The credit belongs to the man who is actually in the arena, whose face is marred by dust and sweat and blood;
who strives valiantly;
who errs, who comes short again and again, because there is no effort without error and shortcoming;
but who does actually strive to do the deeds;
who knows great enthusiasms, the great devotions;
who spends himself in a worthy cause;
who at the best, knows in the end, the triumph of high achievement, and who at the worst, if he fails, at least, fails while daring greatly.” ~ Theodore Roosevelt

            I can’t read that quote while thinking of my friends, old and new, who have children with special needs, and not get teary eyed! I now have many friends who can relate to my life. There are two couples who have children with Down’s syndrome that have been a great support for me and I hope I have been for them! Until recently I did not share with them some of the messier aspects of parenting Joshua. I did not want to be seen as vulnerable and I did not want them to see my shame; MY shame for being unable to teach him, not his. And I certainly did not share some of my deepest darkest feelings with anyone but my best friends; even that came later. To my shock, what I found once I did start to talk about these things is that I am not alone. Even in my deepest darkest feelings, the ones I thought no other human could relate to, one of my best friends said she felt exactly the same way I did and at times she had the same shame riddled thoughts I had.
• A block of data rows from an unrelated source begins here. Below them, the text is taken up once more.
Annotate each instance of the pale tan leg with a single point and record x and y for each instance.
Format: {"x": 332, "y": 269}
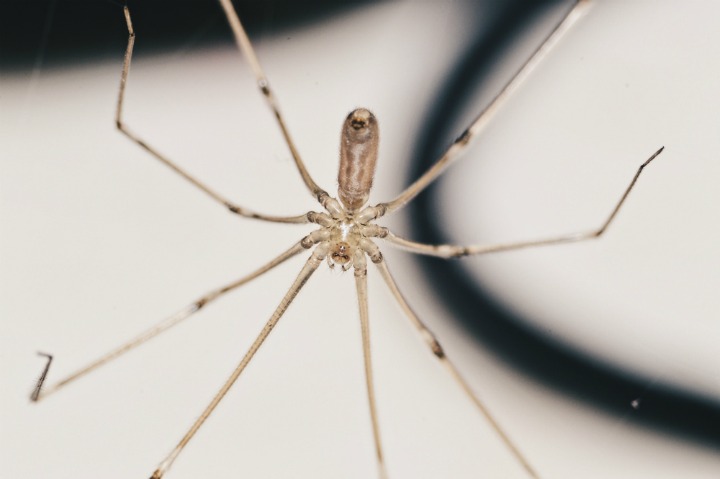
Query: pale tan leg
{"x": 438, "y": 351}
{"x": 482, "y": 120}
{"x": 243, "y": 43}
{"x": 455, "y": 251}
{"x": 360, "y": 268}
{"x": 308, "y": 269}
{"x": 164, "y": 325}
{"x": 166, "y": 161}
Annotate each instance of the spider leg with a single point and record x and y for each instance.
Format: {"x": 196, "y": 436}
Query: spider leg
{"x": 484, "y": 118}
{"x": 244, "y": 45}
{"x": 308, "y": 269}
{"x": 455, "y": 251}
{"x": 439, "y": 353}
{"x": 160, "y": 327}
{"x": 239, "y": 210}
{"x": 360, "y": 271}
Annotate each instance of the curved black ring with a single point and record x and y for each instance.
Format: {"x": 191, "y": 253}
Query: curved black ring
{"x": 574, "y": 373}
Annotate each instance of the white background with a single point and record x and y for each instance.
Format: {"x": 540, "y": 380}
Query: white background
{"x": 99, "y": 241}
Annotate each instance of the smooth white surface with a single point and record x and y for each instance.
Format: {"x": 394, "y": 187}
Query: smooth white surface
{"x": 99, "y": 241}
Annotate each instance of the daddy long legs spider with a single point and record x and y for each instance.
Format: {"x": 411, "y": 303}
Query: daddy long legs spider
{"x": 380, "y": 117}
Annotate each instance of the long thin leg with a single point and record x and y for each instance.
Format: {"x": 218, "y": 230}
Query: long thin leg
{"x": 484, "y": 118}
{"x": 166, "y": 161}
{"x": 308, "y": 269}
{"x": 164, "y": 325}
{"x": 41, "y": 380}
{"x": 243, "y": 43}
{"x": 454, "y": 251}
{"x": 360, "y": 269}
{"x": 438, "y": 351}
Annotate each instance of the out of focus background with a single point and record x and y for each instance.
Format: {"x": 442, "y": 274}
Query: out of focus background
{"x": 599, "y": 359}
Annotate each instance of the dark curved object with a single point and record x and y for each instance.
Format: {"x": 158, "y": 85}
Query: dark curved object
{"x": 56, "y": 32}
{"x": 663, "y": 407}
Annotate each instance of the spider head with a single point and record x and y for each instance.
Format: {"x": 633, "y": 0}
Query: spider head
{"x": 341, "y": 253}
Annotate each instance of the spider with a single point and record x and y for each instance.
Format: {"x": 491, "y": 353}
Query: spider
{"x": 346, "y": 234}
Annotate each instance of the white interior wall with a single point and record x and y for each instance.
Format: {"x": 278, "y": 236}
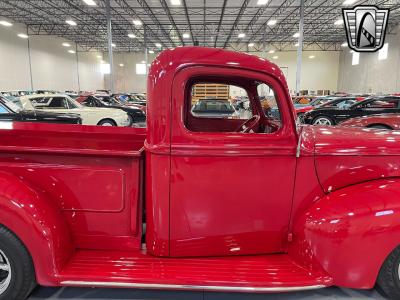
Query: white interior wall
{"x": 372, "y": 75}
{"x": 52, "y": 66}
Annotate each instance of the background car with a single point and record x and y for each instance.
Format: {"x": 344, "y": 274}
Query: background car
{"x": 9, "y": 111}
{"x": 332, "y": 115}
{"x": 137, "y": 115}
{"x": 383, "y": 121}
{"x": 90, "y": 116}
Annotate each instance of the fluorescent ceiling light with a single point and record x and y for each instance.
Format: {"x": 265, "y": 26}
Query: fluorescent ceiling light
{"x": 5, "y": 23}
{"x": 137, "y": 22}
{"x": 349, "y": 2}
{"x": 339, "y": 22}
{"x": 90, "y": 2}
{"x": 71, "y": 22}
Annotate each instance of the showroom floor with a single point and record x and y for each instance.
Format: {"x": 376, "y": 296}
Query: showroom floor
{"x": 122, "y": 294}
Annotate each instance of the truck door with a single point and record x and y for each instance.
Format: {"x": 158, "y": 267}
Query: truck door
{"x": 233, "y": 162}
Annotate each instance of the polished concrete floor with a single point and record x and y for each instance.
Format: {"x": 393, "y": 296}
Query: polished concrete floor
{"x": 41, "y": 293}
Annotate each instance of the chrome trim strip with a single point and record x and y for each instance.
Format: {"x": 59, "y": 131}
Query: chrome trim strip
{"x": 189, "y": 287}
{"x": 298, "y": 145}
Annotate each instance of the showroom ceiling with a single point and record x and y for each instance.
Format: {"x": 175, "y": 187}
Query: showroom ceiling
{"x": 168, "y": 23}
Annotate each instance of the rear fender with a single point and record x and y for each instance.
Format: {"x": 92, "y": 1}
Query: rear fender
{"x": 350, "y": 232}
{"x": 38, "y": 223}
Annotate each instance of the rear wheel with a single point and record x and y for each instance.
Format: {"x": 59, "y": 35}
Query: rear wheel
{"x": 17, "y": 276}
{"x": 323, "y": 120}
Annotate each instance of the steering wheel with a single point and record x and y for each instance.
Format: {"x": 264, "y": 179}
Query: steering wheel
{"x": 249, "y": 124}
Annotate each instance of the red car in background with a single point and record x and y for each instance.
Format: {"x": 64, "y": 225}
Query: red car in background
{"x": 383, "y": 121}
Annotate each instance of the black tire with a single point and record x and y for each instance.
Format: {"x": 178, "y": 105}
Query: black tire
{"x": 22, "y": 274}
{"x": 314, "y": 121}
{"x": 388, "y": 278}
{"x": 378, "y": 126}
{"x": 107, "y": 122}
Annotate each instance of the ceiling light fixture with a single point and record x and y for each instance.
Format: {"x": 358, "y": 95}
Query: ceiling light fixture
{"x": 137, "y": 22}
{"x": 339, "y": 22}
{"x": 349, "y": 2}
{"x": 5, "y": 23}
{"x": 90, "y": 2}
{"x": 71, "y": 22}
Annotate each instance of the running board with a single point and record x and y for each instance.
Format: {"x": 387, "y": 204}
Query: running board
{"x": 252, "y": 274}
{"x": 215, "y": 288}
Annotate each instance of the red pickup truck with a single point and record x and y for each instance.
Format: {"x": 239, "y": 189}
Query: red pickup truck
{"x": 219, "y": 204}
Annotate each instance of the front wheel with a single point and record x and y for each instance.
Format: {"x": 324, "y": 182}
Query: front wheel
{"x": 323, "y": 120}
{"x": 17, "y": 276}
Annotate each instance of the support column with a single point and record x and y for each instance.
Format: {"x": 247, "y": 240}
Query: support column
{"x": 300, "y": 48}
{"x": 29, "y": 58}
{"x": 110, "y": 51}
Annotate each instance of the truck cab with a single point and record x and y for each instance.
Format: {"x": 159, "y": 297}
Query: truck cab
{"x": 244, "y": 202}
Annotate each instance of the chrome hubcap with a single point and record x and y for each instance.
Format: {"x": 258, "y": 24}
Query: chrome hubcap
{"x": 5, "y": 272}
{"x": 322, "y": 121}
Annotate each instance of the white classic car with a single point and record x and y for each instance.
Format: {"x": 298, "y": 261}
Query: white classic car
{"x": 64, "y": 104}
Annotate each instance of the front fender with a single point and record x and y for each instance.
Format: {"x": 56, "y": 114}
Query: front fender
{"x": 350, "y": 232}
{"x": 38, "y": 223}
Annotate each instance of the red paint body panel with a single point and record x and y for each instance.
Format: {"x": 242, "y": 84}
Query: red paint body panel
{"x": 295, "y": 207}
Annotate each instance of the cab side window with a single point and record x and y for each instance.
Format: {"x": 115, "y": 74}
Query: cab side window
{"x": 245, "y": 107}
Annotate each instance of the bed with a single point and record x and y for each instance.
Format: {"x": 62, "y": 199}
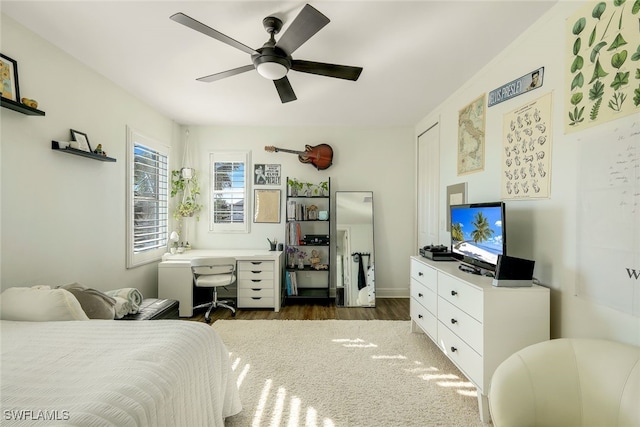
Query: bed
{"x": 106, "y": 372}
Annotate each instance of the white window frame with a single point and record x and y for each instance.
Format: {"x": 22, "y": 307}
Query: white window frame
{"x": 236, "y": 157}
{"x": 137, "y": 258}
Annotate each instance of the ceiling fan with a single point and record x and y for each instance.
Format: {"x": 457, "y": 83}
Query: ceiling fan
{"x": 273, "y": 60}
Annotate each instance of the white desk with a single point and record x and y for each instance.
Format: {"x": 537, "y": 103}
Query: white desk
{"x": 258, "y": 277}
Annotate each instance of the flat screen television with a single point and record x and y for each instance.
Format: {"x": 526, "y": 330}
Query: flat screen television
{"x": 478, "y": 234}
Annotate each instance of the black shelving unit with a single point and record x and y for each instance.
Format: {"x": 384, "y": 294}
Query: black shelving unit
{"x": 21, "y": 108}
{"x": 68, "y": 150}
{"x": 311, "y": 285}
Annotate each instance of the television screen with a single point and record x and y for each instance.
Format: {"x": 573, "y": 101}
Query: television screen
{"x": 478, "y": 234}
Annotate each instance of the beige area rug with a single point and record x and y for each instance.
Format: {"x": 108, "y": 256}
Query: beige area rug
{"x": 336, "y": 373}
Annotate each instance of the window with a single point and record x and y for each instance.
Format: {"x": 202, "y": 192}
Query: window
{"x": 229, "y": 203}
{"x": 147, "y": 199}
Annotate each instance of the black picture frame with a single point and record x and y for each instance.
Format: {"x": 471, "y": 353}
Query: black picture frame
{"x": 82, "y": 139}
{"x": 9, "y": 76}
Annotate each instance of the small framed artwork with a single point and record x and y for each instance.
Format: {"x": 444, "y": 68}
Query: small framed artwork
{"x": 82, "y": 139}
{"x": 9, "y": 73}
{"x": 266, "y": 206}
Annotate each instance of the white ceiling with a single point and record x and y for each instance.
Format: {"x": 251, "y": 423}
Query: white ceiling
{"x": 414, "y": 54}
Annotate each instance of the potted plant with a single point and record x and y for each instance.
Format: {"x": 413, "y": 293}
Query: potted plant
{"x": 185, "y": 186}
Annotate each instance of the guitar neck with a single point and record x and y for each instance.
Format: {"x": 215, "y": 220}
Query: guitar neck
{"x": 284, "y": 150}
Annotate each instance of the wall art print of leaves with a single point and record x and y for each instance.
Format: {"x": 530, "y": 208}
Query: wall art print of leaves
{"x": 603, "y": 63}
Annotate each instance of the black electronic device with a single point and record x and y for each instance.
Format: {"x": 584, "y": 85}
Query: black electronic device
{"x": 513, "y": 272}
{"x": 478, "y": 234}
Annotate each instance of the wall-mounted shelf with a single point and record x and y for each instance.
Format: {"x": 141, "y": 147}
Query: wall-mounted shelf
{"x": 55, "y": 146}
{"x": 21, "y": 108}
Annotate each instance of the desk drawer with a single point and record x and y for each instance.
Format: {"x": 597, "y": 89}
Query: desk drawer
{"x": 424, "y": 295}
{"x": 256, "y": 266}
{"x": 255, "y": 283}
{"x": 462, "y": 295}
{"x": 426, "y": 320}
{"x": 255, "y": 302}
{"x": 461, "y": 324}
{"x": 255, "y": 292}
{"x": 469, "y": 362}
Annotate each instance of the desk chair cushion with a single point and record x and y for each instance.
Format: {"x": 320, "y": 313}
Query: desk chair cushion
{"x": 213, "y": 272}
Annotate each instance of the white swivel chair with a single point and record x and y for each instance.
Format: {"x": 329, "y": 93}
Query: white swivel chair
{"x": 213, "y": 273}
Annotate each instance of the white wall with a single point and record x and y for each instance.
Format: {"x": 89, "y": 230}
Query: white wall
{"x": 543, "y": 230}
{"x": 63, "y": 216}
{"x": 373, "y": 159}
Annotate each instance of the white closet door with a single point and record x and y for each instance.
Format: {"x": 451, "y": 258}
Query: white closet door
{"x": 428, "y": 186}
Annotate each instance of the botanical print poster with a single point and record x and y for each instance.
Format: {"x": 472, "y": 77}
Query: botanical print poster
{"x": 603, "y": 64}
{"x": 526, "y": 156}
{"x": 471, "y": 123}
I won’t be sharing those with you today, however.

            My sorrow over having to shave my adult child’s face, bathe him, pick his nose for him and my fear for his future are many of the same things my friends feel sorrow over with their children. It is the excruciating slush we share. Their kids are capable of doing some of these things for themselves, but even so they don’t judge me or make me feel ashamed because mine can’t. They get it. They know I am trying my best even when my best is not very good because they understand the constant struggle. They know if I could do better I would and I know it about them, too, because we live with similar challenges every day. Most parents of children with special needs are in a club we did not sign up to become members of, and no one else, not our own parents or any other parent who only has typical children will ever understand the challenges as profoundly as we do. You can’t understand it as we do unless you shovel this slush every single day in every single way that we do. Still, there are parents who did sign up for this club; the foster parents and the adoptive parents lined up, shovels in hand, ready for duty. For those parents, I have a special admiration. They have a kind of integrity and a strength I may never achieve. This club is filled with the parents who have learned, in a hard way, why it is never okay to judge and shame another parent, no matter what. While we and all of society can see the exquisite snowflakes within our families, we know the excruciating slush in our own hearts and minds. We don’t like it, but we know where it comes from and we know sometimes that slush is all we can muster.
            I regret not sharing more with my friends sooner because when you are vulnerable with the people you love and who love you, your bond becomes even stronger. You can become a stronger person through vulnerability when you share your stories, your concerns, your issues and your feelings with other people. Even people you may not know but who have had similar experiences to yours share a common bond with you. Sometimes they can offer you a solution you never thought of. Sometimes not. They can and will offer you their complete and total understanding of your deepest hurt, frustrations, and your joy. They will offer you true compassion. And you will feel their compassion deep down to your bones because you know they get it.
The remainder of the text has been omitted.